The sign featured Israeli and Iranian flags and a local phone number, which took callers to the supposed embassy voicemail.
After weeks of speculation – and international media coverage – the sign was revealed in late August to be a public relations stunt for the new comedy film “Atomic Falafel,” which opened in Israel on Sept. 10.
To Shaul, the bellicose rhetoric of Israeli and Iranian leaders is more absurd than the prospect of the two countries establishing diplomatic relations.
“The civilians on both sides can be friends,” he told JTA. “The enemy of Israeli and Iranian citizens is both of our irresponsible leaderships.”
Making light of Israel’s often-precarious security situation is just another day at the office for Shaul, who has built his career in Israel’s tradition of black anti-establishment humor.
Israeli films in this vein date back at lease as far as 1976’s “Givat Halfon Lo Ona” (“Halfon Hill Doesn’t Answer”) directed by the son of famed Defense Minister Moshe Dayan, Assi Dayan, who died in 2014. The film tells the story of Israeli army reservists watching the Egyptian border in the Sinai Peninsula and gently satirizes Israeli military culture.
Until recently, Shaul was best known in Israel for his 1999 cult-hit “Mivtsa Savta” (“Operation Grandma”), about the absurd lengths to which three brothers go to bury their deceased grandmother on her kibbutz in a faux military-style operation.
“Atomic Falafel” similarly follows young people on a mission.

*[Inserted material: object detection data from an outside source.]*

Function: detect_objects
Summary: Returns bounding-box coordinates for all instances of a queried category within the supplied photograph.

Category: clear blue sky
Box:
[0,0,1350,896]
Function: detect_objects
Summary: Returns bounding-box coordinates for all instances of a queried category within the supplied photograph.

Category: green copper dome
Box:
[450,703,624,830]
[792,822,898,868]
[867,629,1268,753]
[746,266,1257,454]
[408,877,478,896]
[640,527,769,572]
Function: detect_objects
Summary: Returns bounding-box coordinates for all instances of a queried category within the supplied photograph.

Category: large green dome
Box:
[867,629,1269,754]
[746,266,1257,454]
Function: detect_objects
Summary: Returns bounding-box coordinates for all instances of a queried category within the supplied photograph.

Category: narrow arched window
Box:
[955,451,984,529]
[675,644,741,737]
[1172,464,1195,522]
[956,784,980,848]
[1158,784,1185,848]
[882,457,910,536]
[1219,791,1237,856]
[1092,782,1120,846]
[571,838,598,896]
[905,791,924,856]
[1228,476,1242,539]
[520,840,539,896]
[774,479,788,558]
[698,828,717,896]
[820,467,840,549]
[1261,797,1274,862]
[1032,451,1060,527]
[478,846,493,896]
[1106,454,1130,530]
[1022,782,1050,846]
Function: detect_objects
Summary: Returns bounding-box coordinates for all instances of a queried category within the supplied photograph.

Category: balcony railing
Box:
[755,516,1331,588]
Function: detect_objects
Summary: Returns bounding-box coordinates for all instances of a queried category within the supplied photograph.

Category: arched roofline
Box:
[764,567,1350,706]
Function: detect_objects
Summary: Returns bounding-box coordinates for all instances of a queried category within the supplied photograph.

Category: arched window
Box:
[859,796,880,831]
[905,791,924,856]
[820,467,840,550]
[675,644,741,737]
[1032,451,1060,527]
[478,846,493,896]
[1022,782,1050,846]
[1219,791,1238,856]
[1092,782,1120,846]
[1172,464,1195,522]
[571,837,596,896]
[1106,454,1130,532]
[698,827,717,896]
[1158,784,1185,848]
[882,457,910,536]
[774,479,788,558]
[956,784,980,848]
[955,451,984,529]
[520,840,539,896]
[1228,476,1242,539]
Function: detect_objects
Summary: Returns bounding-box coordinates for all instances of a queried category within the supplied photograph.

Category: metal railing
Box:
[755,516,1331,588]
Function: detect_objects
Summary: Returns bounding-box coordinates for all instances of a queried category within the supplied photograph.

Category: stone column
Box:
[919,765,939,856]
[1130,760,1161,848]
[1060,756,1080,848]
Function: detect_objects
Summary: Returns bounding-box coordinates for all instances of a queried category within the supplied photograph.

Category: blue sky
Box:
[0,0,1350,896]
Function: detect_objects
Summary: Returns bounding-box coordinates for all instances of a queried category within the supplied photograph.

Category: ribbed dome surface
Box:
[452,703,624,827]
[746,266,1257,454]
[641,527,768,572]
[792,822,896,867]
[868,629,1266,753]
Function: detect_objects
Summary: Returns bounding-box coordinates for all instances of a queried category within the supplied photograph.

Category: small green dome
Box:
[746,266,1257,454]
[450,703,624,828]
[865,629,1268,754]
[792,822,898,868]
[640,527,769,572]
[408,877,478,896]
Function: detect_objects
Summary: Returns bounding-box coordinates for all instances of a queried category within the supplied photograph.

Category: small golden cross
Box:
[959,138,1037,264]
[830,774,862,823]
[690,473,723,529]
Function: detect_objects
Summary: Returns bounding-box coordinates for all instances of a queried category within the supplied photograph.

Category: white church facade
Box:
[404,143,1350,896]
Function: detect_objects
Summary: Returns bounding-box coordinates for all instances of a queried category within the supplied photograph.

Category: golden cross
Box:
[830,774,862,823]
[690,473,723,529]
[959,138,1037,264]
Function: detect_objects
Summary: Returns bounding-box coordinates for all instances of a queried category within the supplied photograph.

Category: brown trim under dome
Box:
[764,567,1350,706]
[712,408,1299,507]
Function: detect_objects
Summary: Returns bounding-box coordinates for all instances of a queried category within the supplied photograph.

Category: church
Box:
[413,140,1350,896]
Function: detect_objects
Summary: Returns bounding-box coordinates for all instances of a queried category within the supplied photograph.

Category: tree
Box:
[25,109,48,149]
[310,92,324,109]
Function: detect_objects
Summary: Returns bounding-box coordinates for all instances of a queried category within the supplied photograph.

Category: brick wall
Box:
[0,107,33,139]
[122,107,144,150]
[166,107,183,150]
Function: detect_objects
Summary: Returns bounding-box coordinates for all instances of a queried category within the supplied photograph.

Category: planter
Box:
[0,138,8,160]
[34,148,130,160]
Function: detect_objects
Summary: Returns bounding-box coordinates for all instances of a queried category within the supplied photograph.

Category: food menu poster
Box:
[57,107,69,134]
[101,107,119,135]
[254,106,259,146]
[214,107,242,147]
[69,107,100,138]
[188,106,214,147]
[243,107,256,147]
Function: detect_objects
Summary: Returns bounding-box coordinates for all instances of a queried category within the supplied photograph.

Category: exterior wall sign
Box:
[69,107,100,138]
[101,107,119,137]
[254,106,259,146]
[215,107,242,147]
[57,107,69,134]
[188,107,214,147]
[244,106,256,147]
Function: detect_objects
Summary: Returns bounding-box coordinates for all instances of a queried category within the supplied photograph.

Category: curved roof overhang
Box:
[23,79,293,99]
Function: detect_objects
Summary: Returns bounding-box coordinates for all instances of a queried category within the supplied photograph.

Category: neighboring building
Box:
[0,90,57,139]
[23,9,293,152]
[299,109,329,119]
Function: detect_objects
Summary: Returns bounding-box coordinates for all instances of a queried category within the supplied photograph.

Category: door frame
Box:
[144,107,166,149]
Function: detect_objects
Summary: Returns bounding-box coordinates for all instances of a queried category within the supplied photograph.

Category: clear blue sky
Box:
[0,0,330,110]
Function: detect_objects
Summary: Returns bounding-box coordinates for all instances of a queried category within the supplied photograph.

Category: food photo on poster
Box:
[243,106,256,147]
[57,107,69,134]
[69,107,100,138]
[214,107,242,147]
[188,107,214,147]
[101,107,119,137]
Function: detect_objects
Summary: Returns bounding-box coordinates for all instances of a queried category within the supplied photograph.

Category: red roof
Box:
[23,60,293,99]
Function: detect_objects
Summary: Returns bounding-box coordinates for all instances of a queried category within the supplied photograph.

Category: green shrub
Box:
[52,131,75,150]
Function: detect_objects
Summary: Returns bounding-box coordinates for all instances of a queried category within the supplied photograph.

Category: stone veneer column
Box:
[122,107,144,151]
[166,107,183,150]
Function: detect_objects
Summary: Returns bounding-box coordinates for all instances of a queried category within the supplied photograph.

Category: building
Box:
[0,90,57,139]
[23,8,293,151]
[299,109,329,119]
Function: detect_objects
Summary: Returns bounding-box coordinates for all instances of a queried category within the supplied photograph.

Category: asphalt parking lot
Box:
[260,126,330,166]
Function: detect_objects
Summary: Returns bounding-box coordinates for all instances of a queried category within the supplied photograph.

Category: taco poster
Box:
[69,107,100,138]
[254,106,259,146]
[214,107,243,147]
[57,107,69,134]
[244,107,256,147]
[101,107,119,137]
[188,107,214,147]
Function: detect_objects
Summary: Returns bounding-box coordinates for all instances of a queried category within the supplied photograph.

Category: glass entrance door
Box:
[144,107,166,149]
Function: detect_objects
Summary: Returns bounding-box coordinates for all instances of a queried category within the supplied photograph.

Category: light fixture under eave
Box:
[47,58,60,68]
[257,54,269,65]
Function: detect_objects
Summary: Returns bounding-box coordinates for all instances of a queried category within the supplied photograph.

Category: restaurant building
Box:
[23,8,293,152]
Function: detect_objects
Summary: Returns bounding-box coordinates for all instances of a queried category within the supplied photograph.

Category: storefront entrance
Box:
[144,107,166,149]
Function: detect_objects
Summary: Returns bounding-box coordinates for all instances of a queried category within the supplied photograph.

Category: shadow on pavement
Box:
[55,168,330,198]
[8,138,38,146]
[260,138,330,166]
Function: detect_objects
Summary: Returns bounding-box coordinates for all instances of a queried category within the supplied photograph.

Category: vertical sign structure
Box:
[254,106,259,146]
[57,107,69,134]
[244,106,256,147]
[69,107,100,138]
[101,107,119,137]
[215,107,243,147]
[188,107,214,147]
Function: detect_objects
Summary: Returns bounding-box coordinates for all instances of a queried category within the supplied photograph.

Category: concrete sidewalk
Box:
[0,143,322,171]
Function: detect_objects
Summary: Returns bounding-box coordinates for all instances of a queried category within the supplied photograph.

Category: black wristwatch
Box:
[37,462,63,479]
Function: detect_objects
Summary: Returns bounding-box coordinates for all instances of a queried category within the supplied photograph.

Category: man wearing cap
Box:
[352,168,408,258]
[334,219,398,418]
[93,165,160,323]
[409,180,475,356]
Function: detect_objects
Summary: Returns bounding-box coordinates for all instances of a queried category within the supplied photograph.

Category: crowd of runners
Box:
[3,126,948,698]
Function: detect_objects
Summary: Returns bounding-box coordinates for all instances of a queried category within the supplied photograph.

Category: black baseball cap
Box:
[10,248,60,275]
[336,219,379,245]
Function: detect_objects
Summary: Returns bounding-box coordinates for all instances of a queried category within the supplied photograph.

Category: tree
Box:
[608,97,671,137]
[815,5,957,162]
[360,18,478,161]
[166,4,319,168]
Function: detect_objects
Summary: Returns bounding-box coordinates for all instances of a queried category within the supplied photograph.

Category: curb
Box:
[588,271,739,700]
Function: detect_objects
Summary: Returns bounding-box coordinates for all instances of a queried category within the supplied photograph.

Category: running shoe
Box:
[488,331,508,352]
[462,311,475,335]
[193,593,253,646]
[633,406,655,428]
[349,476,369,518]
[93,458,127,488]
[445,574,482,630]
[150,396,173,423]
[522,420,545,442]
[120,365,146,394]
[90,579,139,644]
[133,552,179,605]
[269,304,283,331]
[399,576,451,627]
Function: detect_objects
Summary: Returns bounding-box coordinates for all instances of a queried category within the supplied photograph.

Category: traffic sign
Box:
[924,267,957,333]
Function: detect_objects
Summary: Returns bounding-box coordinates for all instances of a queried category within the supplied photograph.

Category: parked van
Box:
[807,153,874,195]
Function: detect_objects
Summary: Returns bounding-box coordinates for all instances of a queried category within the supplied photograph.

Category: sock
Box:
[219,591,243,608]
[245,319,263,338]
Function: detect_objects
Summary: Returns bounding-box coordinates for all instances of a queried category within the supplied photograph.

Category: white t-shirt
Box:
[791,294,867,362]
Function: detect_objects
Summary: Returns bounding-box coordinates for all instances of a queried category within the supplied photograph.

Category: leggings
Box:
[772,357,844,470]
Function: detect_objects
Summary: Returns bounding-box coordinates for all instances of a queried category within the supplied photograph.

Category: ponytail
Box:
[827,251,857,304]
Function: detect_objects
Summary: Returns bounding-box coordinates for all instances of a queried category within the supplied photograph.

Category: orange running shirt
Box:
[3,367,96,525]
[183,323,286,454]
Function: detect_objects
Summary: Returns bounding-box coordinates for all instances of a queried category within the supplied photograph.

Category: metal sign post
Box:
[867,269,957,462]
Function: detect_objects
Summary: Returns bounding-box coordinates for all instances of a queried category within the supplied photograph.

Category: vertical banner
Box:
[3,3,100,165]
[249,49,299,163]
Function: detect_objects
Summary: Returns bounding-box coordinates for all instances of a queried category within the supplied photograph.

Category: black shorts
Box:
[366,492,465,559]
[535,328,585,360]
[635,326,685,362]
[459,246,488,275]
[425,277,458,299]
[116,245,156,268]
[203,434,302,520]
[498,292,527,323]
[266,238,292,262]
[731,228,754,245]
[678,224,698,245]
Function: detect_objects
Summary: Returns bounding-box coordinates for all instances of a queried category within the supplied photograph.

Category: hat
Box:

In this case, two teenage girls, one from Israel and the other from Iran, team up online to prevent nuclear war between their respective countries. The film’s laughs come at the expense of the Israeli and Iranian political and defense establishments.
“In Iran, the leadership is making irresponsible threats that Israel won’t exist in another 25 years. What purpose is served by saying something like this?” said Shaul.
“At the same time, former Defense Minister Ehud Barak said the other week that Israel had planned to bomb Iran in 2012 to take out its nuclear program. This creates a sort of Catch-22 situation where the Iranians can say, well, if they were planning on attacking us, it means that we really do need a nuclear weapons.’”
Some in the film press have called “Atomic Falafel” the Israeli “Dr. Strangelove” – American director Stanley Kubrick’s 1964 sendup of Cold War nuclear fears, which was controversial in its day.
Dror explained that he chose the film’s name to capture the contrast between Israel’s immense technological capabilities and the often-slapdash way of handling things here.
“Falafel is something not quite a meatball made from paste that is deep fried in oil,” he said. “You don’t really know what is in it besides the chickpea powder. It could be bread crumbs or God knows what else.”
At the same time, though, Shaul is hopeful that technology may help today’s youth come together to solve their problems in a way their parents and grandparents’ generations could not.
“A teenage girl today whether she is from Tel Aviv, London, Tehran or Cairo cares about the same things, like whether she is popular, has a boyfriend, how uncool her parents are, etc.,” he said.